Clinical Care Systems for Small Practices: A Market Opportunity

flying cadeuciiAccording to Ben Franklin, John Adams, or someone else (I could not find a reliable source), “Every problem is an opportunity in disguise.”  This bodes well for clinical care software because the number of complaints about current EHR systems grows louder each day.  We know the problems: poor usability, lack of workflow support, reporting difficulties, decreased productivity, to name a few.  How can these problems be turned into opportunities?

Obviously, solving these problems by designing better software offers an opportunity for software sales; however, I think there is more to it than that.  Current EHR products grew out of a particular mindset and way of thinking about software and sales, and that mindset, I believe, has a lot to do with the problems EHR users voice.
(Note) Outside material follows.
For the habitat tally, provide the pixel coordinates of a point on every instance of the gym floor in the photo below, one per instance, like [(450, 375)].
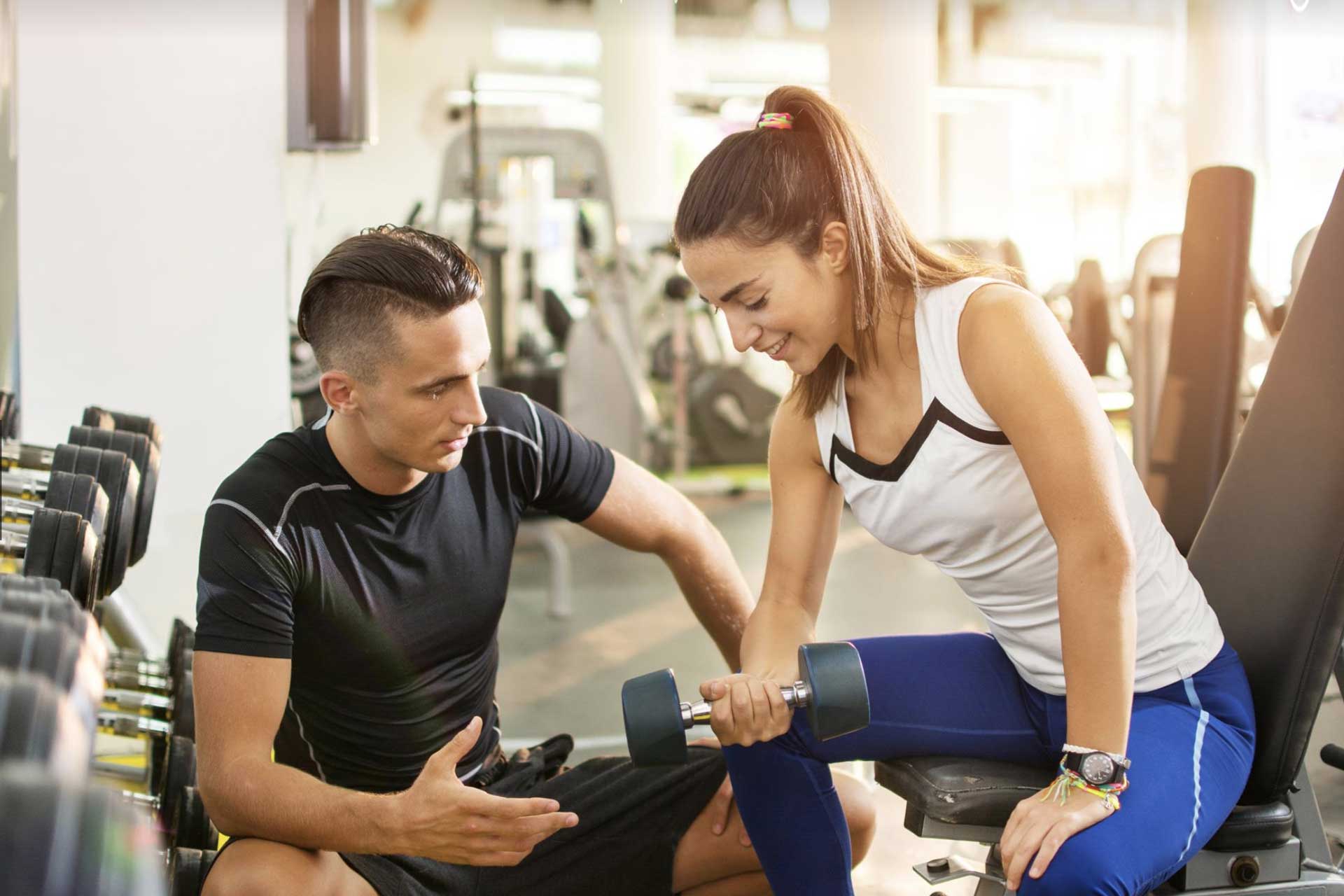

When computers were new, they were sold primarily to businesses.  The advent of the PC turned computers into consumer products.   However, software and computer sales to businesses continued as they always had, which I think contributes to the issues small independent practices have with selection and implementation.   Here is an example of what I mean.    I have been buying software since I bought my first computer.   This was always a straightforward process: find the software, pay for it, done.     I remember my bewilderment while at UAB when I wanted to buy statistical software that had data mining algorithms.   Since I was at the university, I was told I had to buy it through the university sales channel.   I wanted a single copy.  I could never find a salesman who would give me a price or tell me how to buy a single copy.   I called the local, regional, and finally the national sales office.  After a few weeks, I gave up.  I never got the software, or even a price. What I did get were repeated promises that a sales rep would call.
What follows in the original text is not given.